Today -100: February 16, 1917: Of wolves, pflugs, election conspiracies, prohibition, and the ideals of representative government


Somewhere in Poland, a fight between German and Russian soldiers is interrupted by a pack of wolves. Both sides stop to shoot wolves, and then go their separate ways. It’s a weird war.

As former US ambassador to Germany James Gerhard, making his way back to the US, is crossing the French border, he has French authorities arrest an embassy employee traveling with his party, one Oscar Pflug, of whom Gerhard has become suspicious. With no evidence of wrong-doing, Pflug will be released in three weeks.

Germany releases the crew of the Yarrowdale.

The Indianapolis police chief, five captains and sergeants, and the city sealer (whatever that might be) are charged with election conspiracy.

The House Judiciary Committee favorably reports out a constitutional amendment for prohibition, while the Senate moves to ban the importation of liquor into dry states (the “bone dry” measure) and exclude liquor ads and periodicals containing such ads from the mails in states which ban such advertising.

Germany is proposing to the US that in event of war neither side will intern the other’s citizens resident in their country in concentration camps or seize their property or disregard their patents, and that those citizens have freedom to return home.
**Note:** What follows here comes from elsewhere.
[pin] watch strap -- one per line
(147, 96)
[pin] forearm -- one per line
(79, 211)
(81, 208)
Ships should also be able to leave the other country’s ports but can’t be forced out without a guarantee of safe conduct from all enemy powers.

Germany has reversed itself and will allow Herbert Hoover’s Relief Commission to continue its work in Belgium and northern France.
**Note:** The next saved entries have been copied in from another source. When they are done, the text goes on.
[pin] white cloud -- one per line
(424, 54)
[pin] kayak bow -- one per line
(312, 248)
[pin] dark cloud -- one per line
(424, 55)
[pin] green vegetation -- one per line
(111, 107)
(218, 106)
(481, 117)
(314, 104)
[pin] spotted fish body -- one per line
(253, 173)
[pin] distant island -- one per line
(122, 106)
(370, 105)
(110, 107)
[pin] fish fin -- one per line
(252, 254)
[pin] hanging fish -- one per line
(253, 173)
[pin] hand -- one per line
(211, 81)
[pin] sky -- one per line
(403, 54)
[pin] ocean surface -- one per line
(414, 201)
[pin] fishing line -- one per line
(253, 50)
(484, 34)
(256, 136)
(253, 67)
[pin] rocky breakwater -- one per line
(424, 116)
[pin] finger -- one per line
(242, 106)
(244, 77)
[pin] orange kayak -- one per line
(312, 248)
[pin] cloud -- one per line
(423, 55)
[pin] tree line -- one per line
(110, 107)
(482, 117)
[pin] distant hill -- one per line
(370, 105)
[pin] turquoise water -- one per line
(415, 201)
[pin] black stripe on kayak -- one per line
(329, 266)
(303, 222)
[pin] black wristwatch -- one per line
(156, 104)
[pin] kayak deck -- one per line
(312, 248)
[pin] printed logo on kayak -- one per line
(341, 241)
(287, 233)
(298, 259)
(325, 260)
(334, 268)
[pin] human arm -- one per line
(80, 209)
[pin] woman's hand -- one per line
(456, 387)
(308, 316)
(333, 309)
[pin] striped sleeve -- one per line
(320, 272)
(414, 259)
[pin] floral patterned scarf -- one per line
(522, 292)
The Prussian Diet discusses possible reform of Prussia’s insanely retrograde system of representation (there are three tiers, determined by the total amount of tax paid by the tier, so the small number of rich people in tier 1 elects the same number of MPs as the vast majority of the population in tier 3) (for god’s sake no one tell Trump about this).

The Ohio Legislature passes women’s suffrage, though only for presidential elections. Mrs. Arthur Dodge, president of the National Association Opposed to Woman Suffrage, referring to the previous failures of women’s suffrage referenda in the state in 1912 and 1914, accuses the Legislature of being “false to the ideals of representative government.”  Mrs. Dodge is a little unclear on the concept of representative government (she also doesn’t point out that Ohio legally, though not in practice, restricts its electorate to “white males”). She calls on the governor to be “man enough” to veto it. The governor’s name is Cox. Just saying. There is already an effort to collect signatures (in saloons, mostly) for a referendum to reverse this.